Все сразу повернули головы в сторону Коли Лаврушенко. Коля сделал огромные непонимающие глаза: когда я горячился, да в жизни я не горячился! Однако все знали, что горячился и даже ещё сейчас не успел остыть.

– Геннадий Николаевич, а вы помогите нам историю одну записать! – выкрикнул смело Алик Егозихин. – Честное слово, мы вас недолго задержим. Раз – и всё! И дело будет у нас в шляпе, как говорил Влад.

– Какую, Алик, историю? Какой Влад?

– Которая с Геошкой произошла и с Пантей. А ещё с Колей Лаврушенко и со всеми нами и с нашими врагами Псами-рыцарями из второго «а». Уж-жас-с какая невероятная история! Мы вчера сами записывать её пробовали, да у нас получилась сплошная каша. И мы всё разорвали.

– Зачем записывать? – удивился учитель. – Давайте лучше устно. Я с удовольствием послушаю вашу невероятную историю. Думаю, нам с вами этого за глаза хватит и за уши.
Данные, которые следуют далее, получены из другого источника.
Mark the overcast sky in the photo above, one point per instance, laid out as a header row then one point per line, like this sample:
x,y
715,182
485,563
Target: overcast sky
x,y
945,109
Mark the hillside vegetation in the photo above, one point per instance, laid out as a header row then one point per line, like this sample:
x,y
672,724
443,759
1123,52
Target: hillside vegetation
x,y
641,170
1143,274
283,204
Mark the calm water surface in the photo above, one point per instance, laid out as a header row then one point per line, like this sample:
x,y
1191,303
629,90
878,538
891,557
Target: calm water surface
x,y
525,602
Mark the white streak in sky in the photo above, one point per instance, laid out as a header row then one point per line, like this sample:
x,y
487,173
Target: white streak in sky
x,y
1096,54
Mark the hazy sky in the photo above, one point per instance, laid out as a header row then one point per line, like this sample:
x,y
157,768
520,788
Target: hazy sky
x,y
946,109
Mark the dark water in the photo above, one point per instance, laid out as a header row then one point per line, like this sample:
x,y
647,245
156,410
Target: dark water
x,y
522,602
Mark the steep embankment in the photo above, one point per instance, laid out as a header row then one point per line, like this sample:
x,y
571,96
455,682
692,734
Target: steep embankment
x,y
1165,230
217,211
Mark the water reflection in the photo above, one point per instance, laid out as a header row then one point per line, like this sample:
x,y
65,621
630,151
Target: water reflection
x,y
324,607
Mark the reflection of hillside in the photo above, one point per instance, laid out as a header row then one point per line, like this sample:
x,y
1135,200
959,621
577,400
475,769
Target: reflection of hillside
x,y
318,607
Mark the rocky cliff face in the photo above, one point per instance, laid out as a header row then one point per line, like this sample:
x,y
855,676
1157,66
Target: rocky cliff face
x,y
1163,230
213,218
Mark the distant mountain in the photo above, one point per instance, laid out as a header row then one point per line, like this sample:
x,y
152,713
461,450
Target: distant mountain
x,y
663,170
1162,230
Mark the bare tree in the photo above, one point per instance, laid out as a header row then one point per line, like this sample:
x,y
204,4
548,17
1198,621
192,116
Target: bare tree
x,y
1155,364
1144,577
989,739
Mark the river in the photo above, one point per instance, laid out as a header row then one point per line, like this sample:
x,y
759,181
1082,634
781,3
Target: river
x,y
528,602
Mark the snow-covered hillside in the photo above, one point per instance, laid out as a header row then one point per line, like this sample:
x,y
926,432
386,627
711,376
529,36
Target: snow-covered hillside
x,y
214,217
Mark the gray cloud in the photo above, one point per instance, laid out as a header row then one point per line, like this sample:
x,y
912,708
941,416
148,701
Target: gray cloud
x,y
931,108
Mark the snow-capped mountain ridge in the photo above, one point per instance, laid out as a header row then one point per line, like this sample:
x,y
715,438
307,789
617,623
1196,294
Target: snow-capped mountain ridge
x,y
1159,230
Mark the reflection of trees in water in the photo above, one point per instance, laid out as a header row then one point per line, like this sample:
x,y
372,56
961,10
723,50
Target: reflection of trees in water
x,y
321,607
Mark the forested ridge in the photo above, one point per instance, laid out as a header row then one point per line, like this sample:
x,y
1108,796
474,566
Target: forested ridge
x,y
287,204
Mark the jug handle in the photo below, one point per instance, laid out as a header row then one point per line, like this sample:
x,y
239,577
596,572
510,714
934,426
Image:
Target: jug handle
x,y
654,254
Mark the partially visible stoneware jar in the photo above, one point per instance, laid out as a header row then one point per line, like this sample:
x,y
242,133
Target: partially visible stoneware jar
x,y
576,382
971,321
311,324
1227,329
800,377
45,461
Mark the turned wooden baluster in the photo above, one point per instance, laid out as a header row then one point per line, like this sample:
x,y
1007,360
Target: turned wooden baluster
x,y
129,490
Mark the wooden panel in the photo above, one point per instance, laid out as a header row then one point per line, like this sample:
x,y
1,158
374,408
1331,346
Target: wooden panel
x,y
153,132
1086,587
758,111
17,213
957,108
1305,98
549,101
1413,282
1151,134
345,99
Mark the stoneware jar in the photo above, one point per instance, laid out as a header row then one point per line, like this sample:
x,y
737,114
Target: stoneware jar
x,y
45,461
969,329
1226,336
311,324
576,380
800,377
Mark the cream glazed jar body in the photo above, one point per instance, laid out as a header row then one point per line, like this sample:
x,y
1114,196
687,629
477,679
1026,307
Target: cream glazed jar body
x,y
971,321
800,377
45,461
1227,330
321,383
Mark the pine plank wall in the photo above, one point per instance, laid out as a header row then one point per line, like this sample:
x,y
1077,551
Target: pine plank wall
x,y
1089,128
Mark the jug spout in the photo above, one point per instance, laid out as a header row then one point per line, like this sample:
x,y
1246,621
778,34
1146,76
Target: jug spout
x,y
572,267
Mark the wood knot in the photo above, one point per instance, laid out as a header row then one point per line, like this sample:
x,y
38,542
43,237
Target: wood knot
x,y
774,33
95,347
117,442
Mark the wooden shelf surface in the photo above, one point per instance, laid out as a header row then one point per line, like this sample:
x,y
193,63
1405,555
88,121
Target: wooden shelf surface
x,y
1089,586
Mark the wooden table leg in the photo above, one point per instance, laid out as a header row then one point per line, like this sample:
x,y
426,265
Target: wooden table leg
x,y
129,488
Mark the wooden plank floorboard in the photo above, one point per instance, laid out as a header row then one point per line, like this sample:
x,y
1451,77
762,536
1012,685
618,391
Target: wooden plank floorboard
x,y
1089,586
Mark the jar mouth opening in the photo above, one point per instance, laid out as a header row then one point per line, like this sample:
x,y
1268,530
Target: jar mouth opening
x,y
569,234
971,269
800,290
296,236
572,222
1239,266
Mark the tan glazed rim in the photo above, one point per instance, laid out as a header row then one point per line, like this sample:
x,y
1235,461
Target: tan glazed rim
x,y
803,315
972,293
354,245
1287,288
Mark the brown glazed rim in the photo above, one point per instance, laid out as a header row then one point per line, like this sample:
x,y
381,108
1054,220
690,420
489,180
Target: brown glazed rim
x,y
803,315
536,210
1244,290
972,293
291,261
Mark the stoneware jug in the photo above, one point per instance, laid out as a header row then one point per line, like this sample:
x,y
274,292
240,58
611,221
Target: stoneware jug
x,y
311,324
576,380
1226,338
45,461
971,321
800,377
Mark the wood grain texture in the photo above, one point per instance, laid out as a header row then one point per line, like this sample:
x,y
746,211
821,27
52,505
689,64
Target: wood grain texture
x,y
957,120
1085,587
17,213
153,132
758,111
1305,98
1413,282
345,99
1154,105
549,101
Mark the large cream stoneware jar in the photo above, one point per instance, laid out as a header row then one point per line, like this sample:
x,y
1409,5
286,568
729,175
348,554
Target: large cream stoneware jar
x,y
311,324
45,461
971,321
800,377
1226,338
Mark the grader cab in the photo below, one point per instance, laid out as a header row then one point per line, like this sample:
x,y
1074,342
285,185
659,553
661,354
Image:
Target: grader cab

– Нет, не хватит, – не согласился Алик. – Вы же ещё, Геннадий Николаевич, про это пока не знаете, а говорите. Надо обязательно её записать: мы вчера уже пообещали одним первоклашкам. А во-вторых, Вася Поперечный, например, тоже от всего, что было, теперь отпирается. «Не было этого, – говорит, – зуб даю, рогатик буду! Где ваши вещественные доказательства? Представьте мне. Мало ли что вы там у себя напридумывали во втором «б»?! Я ведь тоже всякое могу наболтать. И что мои родственнички по ночам на помеле прыг-скок, и что моя двоюродная сестра на Кировском мосту свой русалочий хвост сушит. Кто мне поверит? Так что отстаньте от меня – и дело в шляпе, как говорил мой бывший друг Влад Волгин».

– Да кто же, наконец, этот Влад Волгин? Что-то не знаю такого.

– Он глаз теперь к нам не кажет. Расстались мы с ним. Это шеф наш бывший. Он из пятого, – коротко пояснил Коля. – Давайте, ребята, лучше всё-таки и правда не надо писать никакой истории, а? Я лично против. Накостылять ведь может. Не Влад, конечно, а Вася.

– Накостылять – это мы ему ни в коем случае не позволим, – весело сказал учитель. – Как, ребята?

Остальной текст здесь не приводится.